Tuesday, February 15
12:00-1:00 pm
Zoom
Register
This talk will focus on young sex workers in Victorian England, and the ways in which reformers who framed them as “children” worked to take away their agency, and to frame all sex work as non-consensual “trafficking” (something that carries over into contemporary anti-sex work rhetoric). Gryctko will also discuss the way these girls were able to use the identity of child themselves, and who was able to use it successfully versus who was excluded from conventional childhood.
This talk will be held via Zoom and will include a Q&A with Mary Gryctko. Please register here and let us know if you plan to come and if you will need any accommodations. You can also access the presentation directly via the Zoom link. Please be sure to update your Zoom before joining the meeting.

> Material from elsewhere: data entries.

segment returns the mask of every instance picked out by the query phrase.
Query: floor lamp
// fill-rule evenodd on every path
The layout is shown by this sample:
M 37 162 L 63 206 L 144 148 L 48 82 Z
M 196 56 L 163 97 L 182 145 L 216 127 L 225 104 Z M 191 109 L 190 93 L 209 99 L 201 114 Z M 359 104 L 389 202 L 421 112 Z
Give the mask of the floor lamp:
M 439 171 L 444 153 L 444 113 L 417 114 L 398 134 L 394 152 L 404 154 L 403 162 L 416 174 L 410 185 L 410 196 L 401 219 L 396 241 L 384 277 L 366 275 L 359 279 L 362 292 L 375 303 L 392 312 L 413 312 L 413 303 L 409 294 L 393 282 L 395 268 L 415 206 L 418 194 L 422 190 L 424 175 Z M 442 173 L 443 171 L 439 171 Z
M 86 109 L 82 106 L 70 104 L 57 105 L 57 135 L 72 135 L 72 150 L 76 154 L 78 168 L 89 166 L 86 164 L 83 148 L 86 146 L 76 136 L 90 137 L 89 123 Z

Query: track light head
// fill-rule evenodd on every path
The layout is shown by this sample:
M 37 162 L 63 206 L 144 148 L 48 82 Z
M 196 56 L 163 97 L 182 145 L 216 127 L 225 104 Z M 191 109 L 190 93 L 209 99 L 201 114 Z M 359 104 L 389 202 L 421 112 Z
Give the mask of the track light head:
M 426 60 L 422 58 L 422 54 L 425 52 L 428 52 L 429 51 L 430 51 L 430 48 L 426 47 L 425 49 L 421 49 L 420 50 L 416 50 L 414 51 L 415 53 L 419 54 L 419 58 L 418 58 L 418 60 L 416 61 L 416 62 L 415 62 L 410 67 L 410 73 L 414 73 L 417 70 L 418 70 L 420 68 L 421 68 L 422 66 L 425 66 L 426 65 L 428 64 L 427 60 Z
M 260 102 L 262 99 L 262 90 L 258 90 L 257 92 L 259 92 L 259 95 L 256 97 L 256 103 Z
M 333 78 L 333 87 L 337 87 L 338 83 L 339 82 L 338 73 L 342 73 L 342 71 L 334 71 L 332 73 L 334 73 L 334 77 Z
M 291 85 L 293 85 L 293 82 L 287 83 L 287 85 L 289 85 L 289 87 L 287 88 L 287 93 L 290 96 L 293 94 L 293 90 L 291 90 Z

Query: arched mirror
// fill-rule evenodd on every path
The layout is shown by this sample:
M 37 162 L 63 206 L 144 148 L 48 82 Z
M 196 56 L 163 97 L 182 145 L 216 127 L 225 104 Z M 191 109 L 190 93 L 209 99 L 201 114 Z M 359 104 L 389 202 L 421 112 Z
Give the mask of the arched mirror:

Mary Gryctko is the visiting scholar for WGSS for the 2021-2022 academic year. She holds a PhD in English Literature and a certificate in Gender, Sexuality, and Women’s Studies from the University of Pittsburgh. Her research interests include Victorian literature and culture, childhood studies, medical humanities, and gender and sexuality studies. She is currently working on her first book project, which explores the Victorian cult of the dead child. As a visiting scholar at Northeastern, she plans to begin work on a project tracing the nineteenth-century origins of contemporary anti-sex work rhetoric, focusing in particular on the utility and destructiveness of the identity of “child” for young sex workers in Victorian England.